Wilkins’s story was highlighted at the recent opening of the Amazon Web Services (AWS) Skills Center, a new cloud computing training center in downtown Seattle. Leaders from nonprofit organizations, businesses, and local government joined a panel discussion on the importance of providing greater access to tech skills education, and why employees with technical skills training and knowledge of cloud technologies are the most competitive in the job market in almost every industry—now and in the future.
As Tanya Hannah, chief information officer of King County, Washington, said, even mental health treatments are being carried out through cloud-based telemedicine programs. That means IT managers must truly understand how to handle sensitive personal data. "You need folks who understand cybersecurity and privacy," she said.
Over the past 18 months, Hannah—whose county is the 12th largest in the U.S., serving 2 million residents with over 16,000 employees—has watched necessary technical skills for government services, and businesses small and large, change drastically. "And it will continue to accelerate," she said.
“Any company or organization that doesn't invest in its people will not have a competitive advantage. Pure and simple,” said Hannah.
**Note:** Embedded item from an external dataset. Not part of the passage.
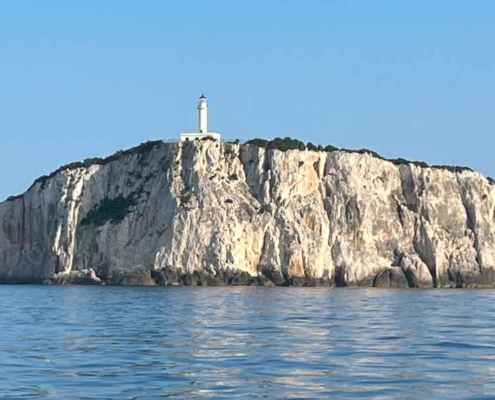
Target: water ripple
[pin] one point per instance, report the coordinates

When she took over as CIO, only 10% of the employees in her department had any sort of job training certification—in business analysis, project management, finance, software architecture, or otherwise. Today, that number rests at over 70%. “We’re investing across the board and will continue to invest,” she added.
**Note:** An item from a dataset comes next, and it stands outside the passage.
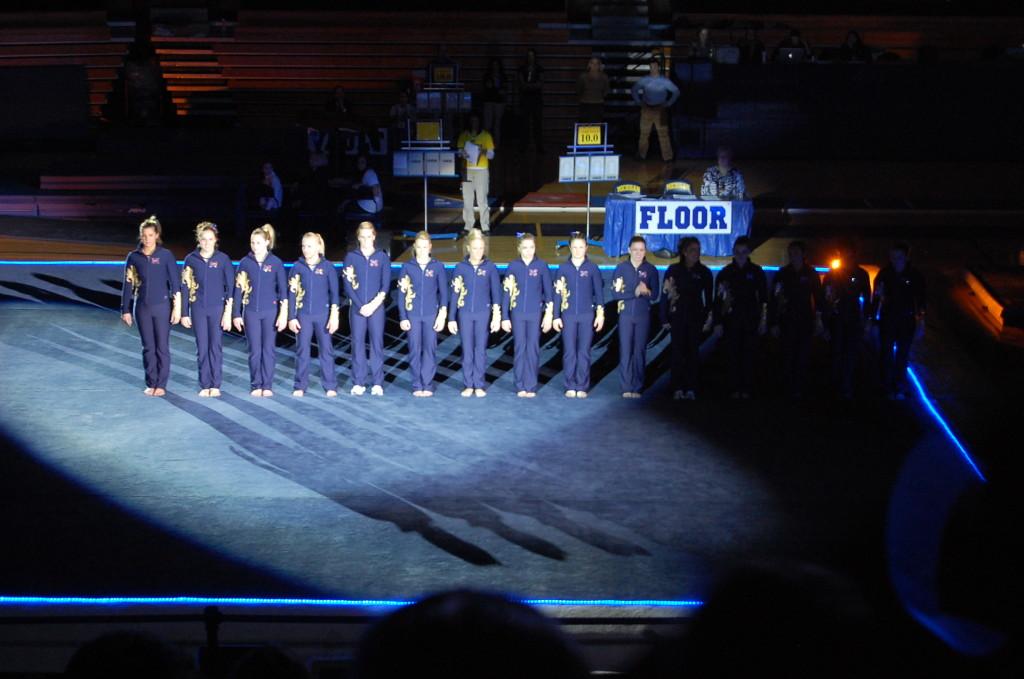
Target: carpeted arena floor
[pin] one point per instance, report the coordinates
(115, 493)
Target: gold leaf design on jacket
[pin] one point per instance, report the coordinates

The World Economic Forum estimates that by 2025 half the global workforce will need to learn new skills and 97 million new roles will emerge because of digitization. David Keyes, digital equity manager for the City of Seattle, sees this huge transformation spreading across the region.
"What's exciting is thinking about how you apply cloud computing to the combination of home, work, and shopping technology,” he said. “And then in a city context, and a world context, how do we use those answers to solve the problems of transportation, environment, economics, and keeping our small businesses going? How do we create that connective tissue?”
As Wilkins’s experience with the AWS re/Start program shows, filling the digital skills gap requires more than just training. Ensuring people acquire the specific knowledge and experience required to meet the needs of the current job market is equally important.
Year UP is another organization that helps launch tech careers. The San Francisco-based nonprofit helps young adults aged 18–24 learn IT and technology skills—then connects them with local employers.
“The economy is at a critical juncture,” said Year Up Executive Director Emily Schaffer. “We can now choose the direction of the world we want to live in. A big part of that is understanding how we develop the generations that will build the world in 20 years. How are we building a system that inspires them?"
Developing the next generation of cloud-literate employees can’t be done in a silo. “It's essential to collaborate with all kinds of organizations and workforce development programs to train people for every cloud computing position available,” said Maureen Lonergan, vice president of AWS Training and Certification. "We can already see this work having a material impact on people's lives.”
"If the only path to economic opportunity is through a university system that requires significant financial investment, then our paths are woefully insufficient for the world we'd like to live in,” said Schaffer. "We're seeing the emergence of real digital skills training. It's a moment of inflection."
The AWS Skills Center is one component of AWS's ongoing investment to provide anyone with a desire to learn with access to free cloud computing skills training—part of a larger commitment to train 29 million people globally for free by 2025. Amazon's first dedicated, in-person cloud learning space is designed for anyone curious about cloud computing, career possibilities in the industry, and skills needed to achieve cloud career goals—especially for those with little or no technology background.